Miguel Ángel Jiménez Blanco, a leading activist in Mexico’s violence-torn state of Guerrero and a vocal advocate for the families of the the 43 students who went missing there in September 2014, was himself found dead on Aug. 10. His body was discovered riddled with bullets and slumped over the wheel of the taxi he owned in the pueblo of Xaltianguis, just outside Acapulco.
Blanco had led search parties after the disappearance of the students, who are now believed to have been turned over to a murderous narco-gang after being detained by police. Only one body of the missing students has been found. As it became increasingly clear the students had been killed, he helped organize a group called The Other Disappeared— comprised of mostly women who meet every Sunday to search the hills for the remains of their loved ones. Since the group began work, it has unearthed 129 bodies, which were handed over to the authorities for identification. As he began to organize around the issue, Jiménez Blanco said some 300 families came forward saying they also had missing relatives. He said in a BBC interview earlier this year: “We have been saying from the start that this area is a cemetery.”

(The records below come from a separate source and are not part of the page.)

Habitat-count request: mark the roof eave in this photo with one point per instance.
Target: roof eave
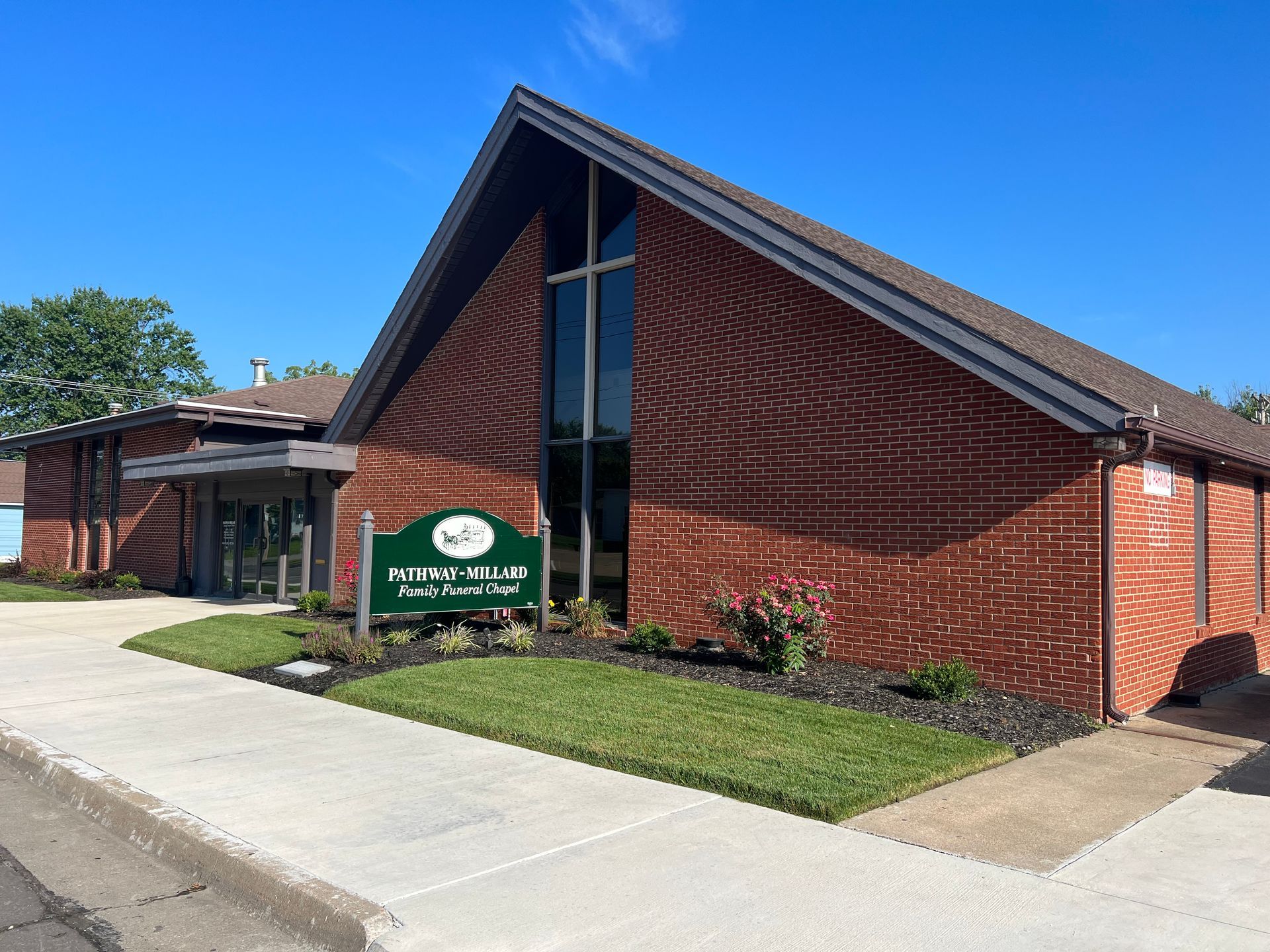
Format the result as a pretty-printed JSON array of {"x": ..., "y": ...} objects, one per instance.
[
  {"x": 161, "y": 413},
  {"x": 1198, "y": 444},
  {"x": 1050, "y": 393}
]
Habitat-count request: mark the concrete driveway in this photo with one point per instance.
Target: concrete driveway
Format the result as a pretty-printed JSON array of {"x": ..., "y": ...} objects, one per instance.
[{"x": 479, "y": 846}]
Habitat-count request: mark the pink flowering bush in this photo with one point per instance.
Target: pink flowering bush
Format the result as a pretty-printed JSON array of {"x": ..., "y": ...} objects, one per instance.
[
  {"x": 783, "y": 622},
  {"x": 349, "y": 578}
]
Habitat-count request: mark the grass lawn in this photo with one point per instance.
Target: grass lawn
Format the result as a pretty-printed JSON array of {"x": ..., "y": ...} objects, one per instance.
[
  {"x": 226, "y": 643},
  {"x": 812, "y": 760},
  {"x": 12, "y": 592}
]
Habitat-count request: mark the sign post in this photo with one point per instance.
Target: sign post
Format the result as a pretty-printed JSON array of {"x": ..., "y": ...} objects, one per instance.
[
  {"x": 365, "y": 550},
  {"x": 455, "y": 560},
  {"x": 545, "y": 597}
]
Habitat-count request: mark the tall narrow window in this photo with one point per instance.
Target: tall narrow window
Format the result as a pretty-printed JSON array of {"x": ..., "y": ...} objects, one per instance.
[
  {"x": 588, "y": 420},
  {"x": 77, "y": 477},
  {"x": 116, "y": 483},
  {"x": 97, "y": 461},
  {"x": 1259, "y": 542},
  {"x": 1201, "y": 543}
]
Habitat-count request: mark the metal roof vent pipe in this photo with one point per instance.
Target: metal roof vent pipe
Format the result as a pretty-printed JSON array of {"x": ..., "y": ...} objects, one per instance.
[{"x": 258, "y": 365}]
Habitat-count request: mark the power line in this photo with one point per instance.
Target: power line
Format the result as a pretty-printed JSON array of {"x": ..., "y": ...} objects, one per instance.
[{"x": 84, "y": 386}]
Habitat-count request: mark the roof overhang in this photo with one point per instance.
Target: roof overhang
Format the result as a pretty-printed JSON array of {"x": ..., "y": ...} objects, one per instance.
[
  {"x": 1177, "y": 438},
  {"x": 1044, "y": 389},
  {"x": 196, "y": 411},
  {"x": 280, "y": 459}
]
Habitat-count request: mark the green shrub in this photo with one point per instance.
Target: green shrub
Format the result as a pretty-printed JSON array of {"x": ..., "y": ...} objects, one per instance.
[
  {"x": 399, "y": 635},
  {"x": 368, "y": 651},
  {"x": 320, "y": 641},
  {"x": 316, "y": 601},
  {"x": 650, "y": 636},
  {"x": 338, "y": 643},
  {"x": 949, "y": 682},
  {"x": 93, "y": 579},
  {"x": 454, "y": 639},
  {"x": 588, "y": 619},
  {"x": 517, "y": 636}
]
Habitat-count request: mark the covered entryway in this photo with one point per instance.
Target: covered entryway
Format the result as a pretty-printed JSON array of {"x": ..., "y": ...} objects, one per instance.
[{"x": 263, "y": 520}]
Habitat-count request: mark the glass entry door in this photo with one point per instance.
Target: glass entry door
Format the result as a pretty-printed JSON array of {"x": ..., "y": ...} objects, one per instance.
[{"x": 261, "y": 535}]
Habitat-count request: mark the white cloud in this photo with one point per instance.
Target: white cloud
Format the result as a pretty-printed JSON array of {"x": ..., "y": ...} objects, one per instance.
[{"x": 619, "y": 31}]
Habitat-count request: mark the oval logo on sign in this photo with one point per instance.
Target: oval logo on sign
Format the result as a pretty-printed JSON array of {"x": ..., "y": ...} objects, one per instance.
[{"x": 462, "y": 536}]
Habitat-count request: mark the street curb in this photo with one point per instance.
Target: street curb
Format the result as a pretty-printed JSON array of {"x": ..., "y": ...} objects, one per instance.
[{"x": 312, "y": 909}]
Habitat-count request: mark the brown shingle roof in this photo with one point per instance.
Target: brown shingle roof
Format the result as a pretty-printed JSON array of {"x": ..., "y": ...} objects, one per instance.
[
  {"x": 316, "y": 397},
  {"x": 13, "y": 480},
  {"x": 1129, "y": 387}
]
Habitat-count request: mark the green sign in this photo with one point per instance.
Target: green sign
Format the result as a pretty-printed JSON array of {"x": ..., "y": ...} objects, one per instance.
[{"x": 458, "y": 560}]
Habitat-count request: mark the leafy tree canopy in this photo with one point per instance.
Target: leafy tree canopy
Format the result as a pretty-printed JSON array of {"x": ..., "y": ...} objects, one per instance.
[
  {"x": 1241, "y": 399},
  {"x": 312, "y": 370},
  {"x": 92, "y": 338}
]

Jiménez Blanco was also a commander of the “community police” force—the village self-defense militia network that emerged in response to co-optation of the “official” police by the narco gangs. He was a founder of the Union of Peoples and Organizations of Guerrero State (UPOEG), which coordinated the “community police” movement throughout the state. He had, of course, received numerous death threats.
The slaying comes on the heels of another that has also been sparking headlines and outrage across Mexico. Rubén Espinosa, a prominent photo-journalist, was found dead Aug. 1—shot in the head in his apartment in a middle-class neighborhood of Mexico City along with four friends, all young women. He worked for the national weekly Proceso and aggressively covered activism in his home state of Veracruz—including the 2012 protest campaign demanding the resignation of Gov. Javier Duarte after a Proceso journalist was killed there. He had recently fled to Mexico City after receiving death threats in Veracruz.
Mexico City Mayor Miguel Ángel Mancera has pledged an exhaustive investigation into the murders, while the UN Office for the High Commissioner of Human Rights (OHCHR) called the massacre a “grave act against freedom of expression.”
Violence against journalists is an issue that has plagued Mexico for years, but has generally been confined to rural and provincial areas. The slaying of a reporter in Mexico City is seen as a serious escalation.
One of the women slain in the massacre was Nadia Vera, a student and activist originally from Comitán, in the southern state of Chiapas. Residents have been gathering in the central square of Comitán since the slaying, with signs reading “#JusticiaparaNadia” (Justice for Nadia) and “No más impunidad” (No more impunity).
At least 26,000 people are reported to have disappeared in Mexico over the past 10 years, in an ongoing human rights crisis that has escalated along with a militarized approach to the “war on drugs.”